A principal mudança em relação ao método
tradicional, é que as Oficinas de Estudo são centradas no aluno e não no
professor. Fábio, no entanto, é enfático em afirmar que seu método não
tem como objetivo acabar com a função da escola ou do professor. Ele
explica que, enquanto o ensino tradicional é pensado de forma
unidirecional, com alguém que sabe o conteúdo passando para alguém que
quer aprender, o que ele propõe é trabalhar com um método que possa ser
aplicado dentro das instituições de ensino como elas estão estruturadas,
com custo praticamente zero, início imediato e protagonismo dos
estudantes nas aprendizagem.
Depoimento
"Meu nome é Sandra Hoffmann e sou professora de Matemática em Santa
Cruz do Sul (RS), e sou formada pela Universidade de Santa Cruz do Sul.
Em 2013 assisti a uma palestra do professor Fábio Mendes e fiquei
encantada com a proposta de trabalhar com Oficinas de Estudo. Li o livro
A nova sala de aula do autor e decidi aplicar a metodologia em duas
turmas de 7º ano da Escola Estadual de Ensino Fundamental Petituba.
Para isto, fiz pequenas adaptações em relação a proposta do livro. O
primeiro passo foi a preparação do material para alunos do 7º ano.
Organizei cópias de um livro didático sobre equações do 1º grau e
distribui aos alunos. Com a minha orientação, eles realizaram as etapas
de leitura panorâmica e marcações.
Na matemática é muito
importante ter conhecimento prévio de determinados assuntos. Pensando
nisso, propus aos alunos a criação de um glossário matemático. Por isso,
levei para a aula outros livros didáticos e dicionários, para que os
alunos elaborassem o glossário com as definições dos termos que eles
desconheciam. Após a elaboração do glossário, foi proposto que os alunos
fizessem suas anotações, seja na forma de um esquema, resumo ou tabela,
sem se preocupar com certo ou errado.
Com todas as anotações
reunidas realizamos um momento de debate.
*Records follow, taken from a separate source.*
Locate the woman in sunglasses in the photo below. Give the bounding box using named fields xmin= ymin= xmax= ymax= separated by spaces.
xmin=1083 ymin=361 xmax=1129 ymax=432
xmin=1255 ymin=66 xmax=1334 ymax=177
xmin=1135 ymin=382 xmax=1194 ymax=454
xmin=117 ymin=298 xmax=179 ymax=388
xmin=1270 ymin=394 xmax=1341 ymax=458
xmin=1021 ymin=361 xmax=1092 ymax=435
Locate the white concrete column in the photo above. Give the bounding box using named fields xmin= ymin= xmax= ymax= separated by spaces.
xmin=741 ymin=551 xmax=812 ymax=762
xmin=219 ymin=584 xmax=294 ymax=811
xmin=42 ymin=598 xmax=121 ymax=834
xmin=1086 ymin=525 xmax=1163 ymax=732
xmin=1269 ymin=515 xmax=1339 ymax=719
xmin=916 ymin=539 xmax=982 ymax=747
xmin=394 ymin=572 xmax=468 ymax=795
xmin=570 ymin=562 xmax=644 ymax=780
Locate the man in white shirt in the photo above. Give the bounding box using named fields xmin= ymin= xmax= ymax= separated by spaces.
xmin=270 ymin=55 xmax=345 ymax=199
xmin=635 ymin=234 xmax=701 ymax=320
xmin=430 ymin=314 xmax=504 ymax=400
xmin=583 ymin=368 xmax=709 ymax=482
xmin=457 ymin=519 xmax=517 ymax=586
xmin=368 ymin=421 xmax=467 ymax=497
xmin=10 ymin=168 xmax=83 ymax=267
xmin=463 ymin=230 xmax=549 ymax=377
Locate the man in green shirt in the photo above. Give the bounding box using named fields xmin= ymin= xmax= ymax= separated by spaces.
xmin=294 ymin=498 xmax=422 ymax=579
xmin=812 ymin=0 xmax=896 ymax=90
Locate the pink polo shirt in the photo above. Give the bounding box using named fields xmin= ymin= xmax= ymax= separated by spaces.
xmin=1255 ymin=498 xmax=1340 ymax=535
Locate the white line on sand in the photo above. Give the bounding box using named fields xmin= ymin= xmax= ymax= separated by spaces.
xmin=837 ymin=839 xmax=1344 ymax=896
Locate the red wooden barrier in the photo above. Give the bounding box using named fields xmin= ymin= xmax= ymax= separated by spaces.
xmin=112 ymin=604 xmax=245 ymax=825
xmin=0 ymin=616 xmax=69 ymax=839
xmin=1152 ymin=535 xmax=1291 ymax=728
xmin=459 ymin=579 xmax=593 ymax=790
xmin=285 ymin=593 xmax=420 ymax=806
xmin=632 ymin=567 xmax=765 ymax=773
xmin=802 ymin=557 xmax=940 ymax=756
Foi muito enriquecedor, pois
fomos além dos conteúdos propostos inicialmente. Por exemplo, foi
debatido sobre a diferença entre as dimensões 2D, 3D e 4D, o que
provavelmente não teria acontecido se tivesse adotado uma aula
tradicional. Não foi necessário que eu explicasse o conteúdo para os
alunos, mas apenas esclarecer alguns pontos do material e auxiliá-los a
fazer as ligações necessárias entre os conteúdos e o material produzido.
Depois disso, os alunos realizaram exercícios diferenciados usando como
consulta as suas anotações. Foi muito interessante acompanhar os alunos
fazendo as relações das questões com as suas anotações. Muitos quando
tinham dúvidas formularam perguntas melhores do que as levantadas nas
aulas tradicionais. Ou até mesmo quando faziam a pergunta já percebiam a
relação com o conteúdo trabalhado nas anotações, chegando muitas vezes
ao raciocínio da resolução sem o meu auxílio direto.
Uma semana
após as aulas, eu me reuni com os alunos para avaliar o método. Eles
gostaram e pediram que as oficinas fossem realizadas novamente."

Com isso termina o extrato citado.